Wed, 08 Jan 2014
When QuickCheck Fails Me
This is an old trick I picked up from a colleague over a decade ago and have re-invented or re-remembered a number of times since.
When implementing complicated performance critical algorithms and things don't work immediately, the best idea is to drop back to the old formula of:
- Make it compile.
- Make it correct.
- Make it fast.
Often than means implementing slow naive versions of parts of the algorithm first and then one-by-one replacing the slow versions with fast versions. For a given function of two inputs, this might give me two functions with the identical type signatures:
functionSlow :: A -> B -> C functionFast :: A -> B -> C
that can be used interchangeably.
When it comes to implementing the fast versions, the slow versions can be used to check the correct-ness of the fast version using a simple QuickCheck property like:
\ a b -> functionFast a b == functionSlow a b
This property basically just asks QuickCheck to generate a, b pairs, pass these to both functions and compare their outputs.

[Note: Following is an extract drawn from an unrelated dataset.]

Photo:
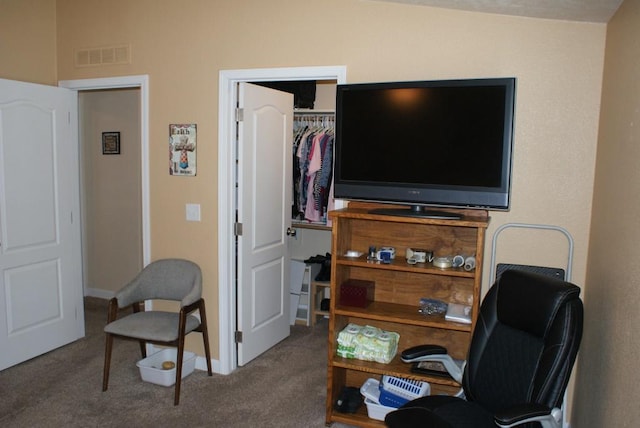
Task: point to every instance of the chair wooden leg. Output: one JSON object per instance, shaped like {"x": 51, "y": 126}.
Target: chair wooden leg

With something like this, QuickCheck usually all finds the corner cases really quickly. Except for when it doesn't. QuickCheck uses a random number generator to generate inputs to the function under test. If for instance you have a function that takes a floating point number and only behaves incorrectly when that input is say exactly 10.3, the chances of QuickCheck generating exactly 10.3 and hitting the bug are very small.
For exactly this reason, using the technique above sometimes doesn't work. Sometimes the fast version has a bug that Quickcheck wasn't able to find.
When this happens the trick is to write a third function:
functionChecked :: A -> B -> C functionChecked a b = let fast = functionFast a b slow = functionSlow a b in if fast == slow then fast else error $ "functionFast " ++ show a ++ " " ++ show b ++ "\nreturns " ++ show fast ++ "\n should be " ++ show slow
which calculates the function output using both the slow and the fast versions, compares the outputs and fails with an error if the two function outputs are not identical.
Using this in my algorithm I can then collect failing test cases that QuickCheck couldn't find. With a failing test case, its usually pretty easy to fix the broken fast version of the function.